Alex confronts her boyfriend in an elaborate intervention where Stella (Greta Lee) and Kate also have the courage to not only confront the man who (almost) destroyed their lives but to have the pleasure of seeing him humiliated as well. In a theatrical moment, we discovered that EVERYTHING was connected: the failure in the Hyperion One transmission was not the fault of the UBA, but rather of Paul, who made Kate cut the transmission to cover up the malfunction of the navigation system. Next, Paul hacked the broadcaster to reduce its market value and also hush up the problems with its rocket, after all, it has been sending false reports to NASA. Realizing he has no alternative, Paul cancels the purchase of UBA (telling Alex to give the message to the Board, a typical 20th-century man).

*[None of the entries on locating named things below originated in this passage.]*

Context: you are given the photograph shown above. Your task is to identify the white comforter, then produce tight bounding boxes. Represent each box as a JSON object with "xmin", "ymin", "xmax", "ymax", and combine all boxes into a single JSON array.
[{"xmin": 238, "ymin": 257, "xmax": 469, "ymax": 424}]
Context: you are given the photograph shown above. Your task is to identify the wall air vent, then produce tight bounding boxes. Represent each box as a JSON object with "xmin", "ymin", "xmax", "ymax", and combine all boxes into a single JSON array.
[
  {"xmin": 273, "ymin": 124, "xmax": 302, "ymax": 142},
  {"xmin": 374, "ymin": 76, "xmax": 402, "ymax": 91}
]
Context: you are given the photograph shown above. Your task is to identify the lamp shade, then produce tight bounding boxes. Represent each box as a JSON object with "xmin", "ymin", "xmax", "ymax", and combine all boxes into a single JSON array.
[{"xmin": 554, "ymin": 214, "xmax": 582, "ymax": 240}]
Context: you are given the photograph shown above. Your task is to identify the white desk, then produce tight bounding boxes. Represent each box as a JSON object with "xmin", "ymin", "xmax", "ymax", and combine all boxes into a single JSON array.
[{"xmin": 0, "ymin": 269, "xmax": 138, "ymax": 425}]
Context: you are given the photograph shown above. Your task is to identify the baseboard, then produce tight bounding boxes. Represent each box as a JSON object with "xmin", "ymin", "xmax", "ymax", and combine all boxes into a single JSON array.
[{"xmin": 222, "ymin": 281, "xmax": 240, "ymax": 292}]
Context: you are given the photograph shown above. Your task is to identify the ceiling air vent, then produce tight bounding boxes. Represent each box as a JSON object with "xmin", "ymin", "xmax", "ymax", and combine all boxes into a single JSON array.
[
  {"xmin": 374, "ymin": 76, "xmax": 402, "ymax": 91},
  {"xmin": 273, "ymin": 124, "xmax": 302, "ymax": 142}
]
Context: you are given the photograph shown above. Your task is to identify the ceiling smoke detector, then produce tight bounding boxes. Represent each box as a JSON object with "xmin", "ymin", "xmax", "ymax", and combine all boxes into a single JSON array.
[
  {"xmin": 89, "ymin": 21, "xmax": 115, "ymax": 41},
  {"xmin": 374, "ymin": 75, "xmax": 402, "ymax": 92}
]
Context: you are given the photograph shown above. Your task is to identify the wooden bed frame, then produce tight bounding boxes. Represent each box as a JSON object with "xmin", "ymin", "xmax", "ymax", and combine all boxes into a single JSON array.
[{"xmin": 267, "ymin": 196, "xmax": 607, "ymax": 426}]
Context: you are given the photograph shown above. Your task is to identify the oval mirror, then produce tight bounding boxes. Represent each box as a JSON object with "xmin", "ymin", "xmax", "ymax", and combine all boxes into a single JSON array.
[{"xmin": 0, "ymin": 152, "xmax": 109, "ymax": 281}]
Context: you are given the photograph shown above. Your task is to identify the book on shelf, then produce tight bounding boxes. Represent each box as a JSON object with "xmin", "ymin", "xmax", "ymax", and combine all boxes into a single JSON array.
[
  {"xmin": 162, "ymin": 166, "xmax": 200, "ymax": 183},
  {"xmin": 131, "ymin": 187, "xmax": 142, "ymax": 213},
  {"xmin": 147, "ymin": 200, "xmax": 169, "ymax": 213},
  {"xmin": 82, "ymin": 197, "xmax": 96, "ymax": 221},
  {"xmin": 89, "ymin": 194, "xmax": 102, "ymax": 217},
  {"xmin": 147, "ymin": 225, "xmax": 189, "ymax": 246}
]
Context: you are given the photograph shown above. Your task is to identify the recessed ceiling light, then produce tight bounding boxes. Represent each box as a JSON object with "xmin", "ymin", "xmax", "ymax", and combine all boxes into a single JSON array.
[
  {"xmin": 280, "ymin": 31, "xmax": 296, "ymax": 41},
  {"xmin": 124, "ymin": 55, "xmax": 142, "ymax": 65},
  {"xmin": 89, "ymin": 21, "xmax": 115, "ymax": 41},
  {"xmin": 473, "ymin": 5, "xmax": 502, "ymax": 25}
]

Anyway, in just two weeks of all this fuss, life goes on. The merger of UBA and NBN will cost jobs, but that will be a topic for the following season. For now, no one really cares, not Stella or Mia (Karen Pittman), who is planning a trip with her boyfriend to Bali. We see that the investigation into Cory’s conduct is ongoing, but Bradley’s honest testimony appears to save him. She knows that not only does he genuinely love her, he’s the only person who sees her for who she is, she says. But the two didn’t have a night of love, we discovered. Yeah, Cory is disgusting, but, raised by a feminist, respectful of vulnerable women. I have my doubts about how unnecessary information like this could help him rather than prove misconduct, but The Morning Show isn’t the show for so much detail.
The “farewell” between Cory and Bradley is another Billy Crudup show. His sincere emotion in apologizing to her (without reciprocation) is one of the executive’s rare vulnerable moments. The farewell between Alex and Paul was less emotional for us. Which doesn’t mean any less inspiring. Paul begins the manipulation game, raising the possibility that things could have been different if “they had taken that helicopter anywhere else”. Here’s what we want from female storytelling, Alex’s answer is foolproof. “But we didn’t,” she brings him to the present. What’s more: in no hypothetical scenario would he stop being who he is, an example of a toxic man sold as perfect. She laments that she really wanted to find someone, a partner which is true for so many cool and intelligent women. In the last deaf attempt of men who refuse to listen to what we want, he still has the nerve to say that he could have been that companion. But he would never be trustworthy, as Alex clarifies, therefore, he would never be who she is looking for.


Alex accompanies Bradley to the FBI building so that she and her brother can turn themselves into justice. And so we say goodbye without knowing if Stella has taken on Cory’s position (it seems so) or if Alex will continue his career even though he is on the Board of the new company, without knowing what happened to Cybill, Chip, or even Cory. Chris apparently is about to leave daily journalism to return to sports coverage and it looks like we will have Alex and Laura as stars. Will they hold the season? We will have to wait until 2025 (after all, the actors are still on strike). But it was an excellent turn for The Morning Show, even at the expense of its two stars (Crudup and Reese). We will follow, of course.